7/10
Makes Tim Burton Look Like Aki Kaurismaki
25 January 2014
Francis Ford Coppola's madly elaborate Dracula rendition is set between London at the advent of a modern-ish age and Transylvania according to an explosion at the Batman: The Animated Series factory. We meet a young attorney named Jonathan Harker who is supposed to venture to Dracula's castle to arrange some kind of real estate whatever stuff. The last guy who went there ran into some snags. No big deal, though. He goes, and there begins a series of deafening and flagrant omens, none of which seem to deter or even catch the attention of young Harker en route.

It seems as though every stop is being pulled out on Jonathan Harker's journey to let him know that danger is near.
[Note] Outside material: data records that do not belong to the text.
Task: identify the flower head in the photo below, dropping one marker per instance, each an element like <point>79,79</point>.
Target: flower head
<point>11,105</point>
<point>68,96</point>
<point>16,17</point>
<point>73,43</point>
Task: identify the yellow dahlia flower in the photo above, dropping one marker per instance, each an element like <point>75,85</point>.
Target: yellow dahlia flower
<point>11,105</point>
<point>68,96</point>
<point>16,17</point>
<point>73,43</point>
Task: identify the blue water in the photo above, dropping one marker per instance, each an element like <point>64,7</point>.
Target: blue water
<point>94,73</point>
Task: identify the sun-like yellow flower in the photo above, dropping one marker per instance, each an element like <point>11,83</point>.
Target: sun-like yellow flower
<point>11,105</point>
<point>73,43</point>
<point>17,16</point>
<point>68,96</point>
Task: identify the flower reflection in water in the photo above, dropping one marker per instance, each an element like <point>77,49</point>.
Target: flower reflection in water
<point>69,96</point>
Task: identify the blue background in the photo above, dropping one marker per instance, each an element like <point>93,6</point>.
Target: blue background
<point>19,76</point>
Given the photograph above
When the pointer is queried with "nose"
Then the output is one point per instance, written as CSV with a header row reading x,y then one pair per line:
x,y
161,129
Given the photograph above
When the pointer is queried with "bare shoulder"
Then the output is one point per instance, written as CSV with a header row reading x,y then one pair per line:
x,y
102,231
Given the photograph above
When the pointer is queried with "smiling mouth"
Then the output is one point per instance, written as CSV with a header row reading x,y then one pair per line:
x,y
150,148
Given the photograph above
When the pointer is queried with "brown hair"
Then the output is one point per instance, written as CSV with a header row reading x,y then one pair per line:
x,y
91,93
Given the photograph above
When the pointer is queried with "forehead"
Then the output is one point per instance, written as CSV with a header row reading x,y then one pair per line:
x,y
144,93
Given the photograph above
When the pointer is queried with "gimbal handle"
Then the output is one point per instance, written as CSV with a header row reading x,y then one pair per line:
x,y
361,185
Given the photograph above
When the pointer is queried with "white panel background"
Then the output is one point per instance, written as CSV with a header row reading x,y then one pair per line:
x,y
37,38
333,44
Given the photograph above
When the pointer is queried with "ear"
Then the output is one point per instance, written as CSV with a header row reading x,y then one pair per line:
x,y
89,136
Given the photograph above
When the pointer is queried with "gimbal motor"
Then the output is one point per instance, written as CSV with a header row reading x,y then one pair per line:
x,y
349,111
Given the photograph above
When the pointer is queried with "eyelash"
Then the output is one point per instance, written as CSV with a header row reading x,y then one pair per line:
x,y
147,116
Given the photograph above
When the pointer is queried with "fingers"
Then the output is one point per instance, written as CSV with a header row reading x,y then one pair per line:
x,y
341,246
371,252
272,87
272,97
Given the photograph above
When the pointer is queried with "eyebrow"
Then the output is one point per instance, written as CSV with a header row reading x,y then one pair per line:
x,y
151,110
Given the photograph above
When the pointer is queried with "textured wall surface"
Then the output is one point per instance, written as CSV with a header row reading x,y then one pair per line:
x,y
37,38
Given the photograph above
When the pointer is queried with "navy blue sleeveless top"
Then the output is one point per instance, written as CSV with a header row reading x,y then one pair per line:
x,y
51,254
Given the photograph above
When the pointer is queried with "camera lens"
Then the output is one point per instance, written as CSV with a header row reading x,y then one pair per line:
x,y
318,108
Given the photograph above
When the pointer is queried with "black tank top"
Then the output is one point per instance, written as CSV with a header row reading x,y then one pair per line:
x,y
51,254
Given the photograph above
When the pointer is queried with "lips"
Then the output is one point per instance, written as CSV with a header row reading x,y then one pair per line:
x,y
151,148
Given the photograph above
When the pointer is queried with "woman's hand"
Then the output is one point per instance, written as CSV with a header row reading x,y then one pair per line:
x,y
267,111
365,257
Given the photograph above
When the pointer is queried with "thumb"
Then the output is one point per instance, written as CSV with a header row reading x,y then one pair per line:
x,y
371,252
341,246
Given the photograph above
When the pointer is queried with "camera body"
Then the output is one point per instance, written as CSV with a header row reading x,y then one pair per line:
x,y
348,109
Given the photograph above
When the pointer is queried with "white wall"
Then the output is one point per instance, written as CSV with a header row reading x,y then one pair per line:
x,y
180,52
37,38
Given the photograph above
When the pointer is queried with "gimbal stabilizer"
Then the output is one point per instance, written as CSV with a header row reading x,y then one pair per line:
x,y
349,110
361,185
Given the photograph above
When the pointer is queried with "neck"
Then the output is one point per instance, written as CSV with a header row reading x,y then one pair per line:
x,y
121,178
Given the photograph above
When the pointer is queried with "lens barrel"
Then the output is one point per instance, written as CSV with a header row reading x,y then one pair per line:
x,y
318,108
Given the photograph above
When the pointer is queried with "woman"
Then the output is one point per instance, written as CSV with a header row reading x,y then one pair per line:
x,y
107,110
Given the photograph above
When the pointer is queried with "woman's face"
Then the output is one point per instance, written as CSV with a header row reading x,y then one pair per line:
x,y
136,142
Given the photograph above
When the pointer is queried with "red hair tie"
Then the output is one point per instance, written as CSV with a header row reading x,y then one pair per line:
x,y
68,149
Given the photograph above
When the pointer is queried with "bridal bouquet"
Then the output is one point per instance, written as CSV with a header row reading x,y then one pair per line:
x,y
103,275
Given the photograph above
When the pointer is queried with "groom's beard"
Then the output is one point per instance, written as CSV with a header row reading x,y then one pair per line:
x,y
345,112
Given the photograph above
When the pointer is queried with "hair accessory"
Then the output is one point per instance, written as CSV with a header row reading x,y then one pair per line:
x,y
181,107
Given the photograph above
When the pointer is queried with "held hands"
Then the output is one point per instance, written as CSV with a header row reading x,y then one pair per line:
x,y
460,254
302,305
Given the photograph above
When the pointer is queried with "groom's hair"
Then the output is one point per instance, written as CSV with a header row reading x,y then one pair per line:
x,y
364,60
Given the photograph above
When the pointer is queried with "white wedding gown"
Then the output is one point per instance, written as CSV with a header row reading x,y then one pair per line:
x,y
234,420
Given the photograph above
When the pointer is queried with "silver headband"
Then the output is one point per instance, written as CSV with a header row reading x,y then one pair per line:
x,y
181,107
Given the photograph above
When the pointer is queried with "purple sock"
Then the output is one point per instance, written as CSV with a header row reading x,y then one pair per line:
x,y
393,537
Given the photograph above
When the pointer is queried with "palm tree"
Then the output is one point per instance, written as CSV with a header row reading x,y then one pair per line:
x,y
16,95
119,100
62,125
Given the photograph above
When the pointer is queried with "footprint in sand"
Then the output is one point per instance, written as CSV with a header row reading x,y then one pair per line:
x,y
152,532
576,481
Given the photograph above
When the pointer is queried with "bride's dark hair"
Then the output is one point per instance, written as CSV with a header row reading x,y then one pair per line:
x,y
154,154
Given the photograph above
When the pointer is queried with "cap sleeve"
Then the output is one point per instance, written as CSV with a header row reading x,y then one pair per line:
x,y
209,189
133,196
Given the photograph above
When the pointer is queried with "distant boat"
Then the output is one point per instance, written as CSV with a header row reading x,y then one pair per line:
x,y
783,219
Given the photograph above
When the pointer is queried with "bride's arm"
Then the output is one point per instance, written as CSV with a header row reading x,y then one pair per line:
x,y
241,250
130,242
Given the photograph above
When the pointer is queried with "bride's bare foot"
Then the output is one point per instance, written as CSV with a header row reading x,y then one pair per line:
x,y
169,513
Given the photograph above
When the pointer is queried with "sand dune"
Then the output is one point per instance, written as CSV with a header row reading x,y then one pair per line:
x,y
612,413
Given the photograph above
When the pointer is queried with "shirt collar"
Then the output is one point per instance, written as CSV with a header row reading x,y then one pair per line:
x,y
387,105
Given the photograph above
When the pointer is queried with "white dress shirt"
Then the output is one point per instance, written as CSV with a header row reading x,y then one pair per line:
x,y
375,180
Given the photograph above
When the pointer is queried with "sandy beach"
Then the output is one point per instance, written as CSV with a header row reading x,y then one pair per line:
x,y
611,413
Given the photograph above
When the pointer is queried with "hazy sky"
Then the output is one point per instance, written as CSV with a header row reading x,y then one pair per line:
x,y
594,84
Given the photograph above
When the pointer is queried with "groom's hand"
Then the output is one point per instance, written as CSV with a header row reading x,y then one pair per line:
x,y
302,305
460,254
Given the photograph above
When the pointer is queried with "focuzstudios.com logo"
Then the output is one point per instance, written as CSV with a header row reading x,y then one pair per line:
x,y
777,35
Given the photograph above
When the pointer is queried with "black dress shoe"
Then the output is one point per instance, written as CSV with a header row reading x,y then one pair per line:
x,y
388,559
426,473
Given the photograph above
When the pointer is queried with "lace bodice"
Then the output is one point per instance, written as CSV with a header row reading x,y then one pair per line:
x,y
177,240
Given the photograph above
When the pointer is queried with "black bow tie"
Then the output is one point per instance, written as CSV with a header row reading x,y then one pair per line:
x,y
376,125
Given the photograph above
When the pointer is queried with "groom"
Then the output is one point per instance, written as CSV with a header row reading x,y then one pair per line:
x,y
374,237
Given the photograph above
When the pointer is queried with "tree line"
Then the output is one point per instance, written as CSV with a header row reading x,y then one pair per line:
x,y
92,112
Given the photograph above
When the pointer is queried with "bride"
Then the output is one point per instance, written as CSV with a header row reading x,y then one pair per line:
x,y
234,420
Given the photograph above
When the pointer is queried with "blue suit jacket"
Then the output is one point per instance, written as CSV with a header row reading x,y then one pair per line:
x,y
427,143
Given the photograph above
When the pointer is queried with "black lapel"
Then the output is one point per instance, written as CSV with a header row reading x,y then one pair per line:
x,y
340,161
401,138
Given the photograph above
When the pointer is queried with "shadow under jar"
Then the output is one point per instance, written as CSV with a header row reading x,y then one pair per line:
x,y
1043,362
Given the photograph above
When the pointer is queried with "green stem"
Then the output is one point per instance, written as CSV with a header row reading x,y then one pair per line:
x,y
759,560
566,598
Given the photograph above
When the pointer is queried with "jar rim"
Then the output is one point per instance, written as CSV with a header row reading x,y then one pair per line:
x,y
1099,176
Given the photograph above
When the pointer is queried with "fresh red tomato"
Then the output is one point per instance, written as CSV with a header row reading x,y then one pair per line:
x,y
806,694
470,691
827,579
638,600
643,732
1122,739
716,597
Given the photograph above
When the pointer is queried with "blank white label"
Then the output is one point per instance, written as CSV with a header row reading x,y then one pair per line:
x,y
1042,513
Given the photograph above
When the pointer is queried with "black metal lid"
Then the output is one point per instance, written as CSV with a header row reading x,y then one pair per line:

Many find the casting of Keanu Reeves in the role laughably wrong-headed, but if you think about it, he's the only one with a blank and vapid enough stare to be believable as someone who manages to miss the most aggressively blatant signs of suspicion.

Meanwhile, Sir Anthony Hopkins plays Professor Van Helsing as a guy who may not be able to save victims of wolf rape, but sure can explain the hell out of it. Now, there is a lot that transpires between the voyage to Salvador Dali's Looney Tunes night terror and the werewolf violation, but Coppola and his creative team show every brazen sign of being far more interested in parades of extravagance and ceremonious tableau than with narrative power. The movie is extraordinarily theatrical in how it favors intensification over flow.

The lavish use of expressionism reaches to such heights that it ends up eliciting unwanted laughter. Every set, every backdrop, every detail, foreshadowing, subtext, atmospheric flourish and mere shadow on the wall is screamed at us. It makes Tim Burton look like a Scandinavian minimalist. But all the same, it can be fun letting yourself get swept up in the energy and exhilaration of the whole go-for-broke enterprise.

It does, after all, salvage the title character from the creative flatness of most of his other movie interpretations, and then some. I'd argue that Werner Herzog's Nosferatu takes the cake as the more deeply affecting choice, but I mean, it didn't have wolf rape or baby-eating nymphomaniacs or Tom Waits as an insane guy. Or wolf rape. And Gary Oldman is here. And Sir Anthony Hopkins. They've never detracted from the quality of any movies either have been in as far as I can tell. But more to the point, as the movie sees it, there is a reason why the three Oscars it happened to win were for makeup, costume design and sound editing. It was also nominated for one more, and that was art direction. By now, you surely see the common thread: As a sensory experience, it's a gasser.